Mudança de mentalidades e cultura
Uma notícia no Jornal de Noticias (20/10/2011) com o título “IDT (Instituo da Droga e Toxicodependência) esvaziado do tratamento da droga” despertou a minha atenção. Segundo o secretario de Estado Adjunto da Saúde, Leal da Costa, citado pela Lusa, afirmou “…no âmbito da administração central aprovada pelo Governo, o Instituto da Droga e da Toxicodependência vai ser transformado numa direcção-geral: Serviço de Intervenção dos Comportamentos Aditivos e Dependências (SICAD).”
Independentemente do que é que estas afirmações possam representar na prática, sabemos que a palavra da maioria dos políticos é duvidosa, o motivo de júbilo da minha parte, é só e simplesmente, pela mudança “gigantesca” (transformação) no conceito Toxicodependência versus Comportamentos Adictivos e Dependências. Aparentemente, parece haver vontade política em mudar a mentalidade e a abordagem, bem-vindo SICAD.
Desde 1993 procuro compreender, sem sucesso, a abordagem institucionalizada do tratamento da Toxicodependência em Portugal. Por exemplo, ainda existem profissionais a fazer psicanálise a indivíduos alcoólicos e a dependentes de drogas no activo, existem algumas instituições cuja abordagem ao tratamento é retrógrada, psicólogos e psiquiatras sem treino na área das Dependências, e alguns médicos passam receitas de medicamentos adictivos (por ex. benzodiazepinas) para indivíduos dependentes, sem que se faça um diagnóstico sobre a doença, inevitavelmente, este tipo de procedimento acaba por agravar ainda mais o quadro da dependência.
Paralelamente, ao meu fracasso, procuro alterar esta mentalidade generalizada (cultura), na prevenção e tratamento designada “Toxicodependência” visto considerar que termo desactualizado, retrógrado, repleto de estigma e falso moralismo. Recuso a utilizar esta terminologia nas consultas, nas acções de formação, na participação em workshops, etc. A utilização generalizada e institucionalizada do conceito “Toxicodependência” visa culpar, castigar, humilhar, envergonhar, o toxicodependente e a família, afim de que o individuo drogado se cure do seu problema moral - comportamento desviante. Não consigo enquadrar o comportamento desviante, no tratamento clínico da doença da Dependência (Adicção às Substâncias Psicoactivas Ilícitas, incluindo o álcool, e/ou as Ilícitas). Na minha opinião, comportamento desviante, possui uma carga negativa de falso moralismo, apoiado na culpa e na vergonha do drogado marginal (cultura). Na nossa sociedade, drogados são marginais e delinquentes, aqueles indivíduos, com problemas de drogas, que vestem fato e gravata já recebem tratamento diferente.
Segundo o Dr. Alan Marlatt devemos aplicar no tratamento das Dependências “A compaixão pragmática em vez do idealismo moralista.”

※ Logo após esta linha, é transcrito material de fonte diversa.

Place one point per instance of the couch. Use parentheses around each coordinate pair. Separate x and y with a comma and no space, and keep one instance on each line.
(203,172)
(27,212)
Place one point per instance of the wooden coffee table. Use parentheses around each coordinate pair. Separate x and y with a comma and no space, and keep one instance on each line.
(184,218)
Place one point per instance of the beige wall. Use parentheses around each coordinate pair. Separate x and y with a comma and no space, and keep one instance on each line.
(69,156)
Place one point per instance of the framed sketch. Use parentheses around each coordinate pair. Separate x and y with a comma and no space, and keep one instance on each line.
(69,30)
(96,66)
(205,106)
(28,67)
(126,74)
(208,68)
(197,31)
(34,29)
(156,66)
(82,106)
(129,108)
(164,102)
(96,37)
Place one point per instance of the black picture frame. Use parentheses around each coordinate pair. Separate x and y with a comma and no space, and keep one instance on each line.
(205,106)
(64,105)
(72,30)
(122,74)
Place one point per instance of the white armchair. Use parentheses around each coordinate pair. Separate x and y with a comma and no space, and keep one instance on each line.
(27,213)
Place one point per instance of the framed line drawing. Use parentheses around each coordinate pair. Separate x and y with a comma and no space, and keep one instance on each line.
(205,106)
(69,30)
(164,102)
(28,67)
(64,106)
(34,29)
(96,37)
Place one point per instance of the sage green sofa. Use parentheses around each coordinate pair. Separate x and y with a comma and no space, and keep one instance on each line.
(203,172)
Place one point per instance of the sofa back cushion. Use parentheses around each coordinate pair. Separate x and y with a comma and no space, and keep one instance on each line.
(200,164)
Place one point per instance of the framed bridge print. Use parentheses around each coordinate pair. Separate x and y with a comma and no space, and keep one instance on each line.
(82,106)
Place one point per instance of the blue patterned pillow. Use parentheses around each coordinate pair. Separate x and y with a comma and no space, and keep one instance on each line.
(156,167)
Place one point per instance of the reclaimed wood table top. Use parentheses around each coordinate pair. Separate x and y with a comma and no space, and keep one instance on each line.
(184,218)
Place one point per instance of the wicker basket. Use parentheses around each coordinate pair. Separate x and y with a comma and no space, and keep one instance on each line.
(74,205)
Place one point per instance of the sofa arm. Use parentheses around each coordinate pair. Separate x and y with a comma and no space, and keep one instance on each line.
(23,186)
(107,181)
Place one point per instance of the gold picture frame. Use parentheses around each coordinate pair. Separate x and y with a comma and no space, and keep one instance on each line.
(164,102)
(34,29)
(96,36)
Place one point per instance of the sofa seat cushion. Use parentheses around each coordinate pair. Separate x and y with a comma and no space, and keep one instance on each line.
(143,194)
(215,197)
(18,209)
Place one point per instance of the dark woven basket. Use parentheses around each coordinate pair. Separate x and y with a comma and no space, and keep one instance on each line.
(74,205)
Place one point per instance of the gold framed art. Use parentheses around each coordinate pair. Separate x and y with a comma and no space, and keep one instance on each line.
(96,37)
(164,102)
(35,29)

Ao contrário da Toxicodependência e do drogado/bêbado, na doença Adicção não existem culpados. Podemos fazer a analogia com as diabetes. O indivíduo diabético é culpado pela sua doença? Não. A dependência das substâncias psicoactivas lícitas, incluindo o álcool, e as ilícitas é uma doença. Não são as pessoas que escolhem ser dependentes. Acompanhei mais de 700 casos e ninguém manifestou o desejo de ficar dependente de substâncias psicoactivas lícitas, incluindo o álcool e/ou ilícitas. No Manual de Diagnostico e Estatística das Perturbações Mentais (DSM- IV) a classificação utilizada, com base em critérios, no diagnóstico é designado de Perturbação Relacionadas com as Substâncias e Dependência de Substâncias.

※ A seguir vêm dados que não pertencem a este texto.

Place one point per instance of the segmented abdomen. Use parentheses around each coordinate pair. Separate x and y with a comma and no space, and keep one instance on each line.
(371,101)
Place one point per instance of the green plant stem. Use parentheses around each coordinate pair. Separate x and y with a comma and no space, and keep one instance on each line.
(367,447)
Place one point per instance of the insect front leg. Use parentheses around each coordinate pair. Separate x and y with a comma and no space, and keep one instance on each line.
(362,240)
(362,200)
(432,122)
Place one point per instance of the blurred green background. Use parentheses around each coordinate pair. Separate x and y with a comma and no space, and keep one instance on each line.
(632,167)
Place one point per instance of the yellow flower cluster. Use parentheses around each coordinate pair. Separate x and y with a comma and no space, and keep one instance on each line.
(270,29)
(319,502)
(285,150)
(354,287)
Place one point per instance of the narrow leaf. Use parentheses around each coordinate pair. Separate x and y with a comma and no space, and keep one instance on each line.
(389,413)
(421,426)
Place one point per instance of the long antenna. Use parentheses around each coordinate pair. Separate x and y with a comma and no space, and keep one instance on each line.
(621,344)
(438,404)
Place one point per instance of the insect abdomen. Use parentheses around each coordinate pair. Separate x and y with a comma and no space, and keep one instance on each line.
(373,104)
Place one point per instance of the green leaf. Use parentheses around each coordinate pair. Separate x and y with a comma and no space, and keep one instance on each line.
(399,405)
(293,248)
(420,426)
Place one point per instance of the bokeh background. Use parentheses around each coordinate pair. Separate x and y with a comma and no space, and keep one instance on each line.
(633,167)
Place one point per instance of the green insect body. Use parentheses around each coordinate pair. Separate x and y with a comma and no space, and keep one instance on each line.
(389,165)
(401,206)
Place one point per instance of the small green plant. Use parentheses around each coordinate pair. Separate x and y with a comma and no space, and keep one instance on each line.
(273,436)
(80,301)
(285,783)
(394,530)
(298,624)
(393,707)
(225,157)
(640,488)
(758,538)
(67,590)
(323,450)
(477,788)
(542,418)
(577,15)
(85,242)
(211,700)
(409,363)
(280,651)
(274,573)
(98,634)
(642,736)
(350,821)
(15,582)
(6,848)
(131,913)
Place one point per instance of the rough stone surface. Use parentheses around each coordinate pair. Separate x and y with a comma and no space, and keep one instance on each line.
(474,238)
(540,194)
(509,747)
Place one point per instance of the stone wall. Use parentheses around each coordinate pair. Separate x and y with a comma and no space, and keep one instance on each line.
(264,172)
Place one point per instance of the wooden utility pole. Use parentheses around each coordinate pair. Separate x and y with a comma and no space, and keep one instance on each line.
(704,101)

Com o devido respeito pelas instituições existentes e aos profissionais dedicados, Portugal está atrasado duas décadas, na prevenção, na intervenção, no tratamento da Toxicodependência e Alcoolismo. Só muito recentemente se introduziu o conceito de Recuperação das Dependências, creio que ainda muitos profissionais utilizam este termo, mas não sabem o que isso significa na realidade. Durante as últimas duas décadas utiliza-se o termo drogado, bêbado, viciado, “cura” e “curado”. Nas universidades portuguesas, publicas e privadas, de norte a sul do país ainda não existe qualquer tipo de investimento sério na educação e investigação nas Dependências da Adicção, vulgo Toxicodependência, assim como, no Alcoolismo. Como é que isso se explica quando sabemos que o abuso do álcool (consumo problemático) e o alcoolismo é um problema de saúde pública, em Portugal?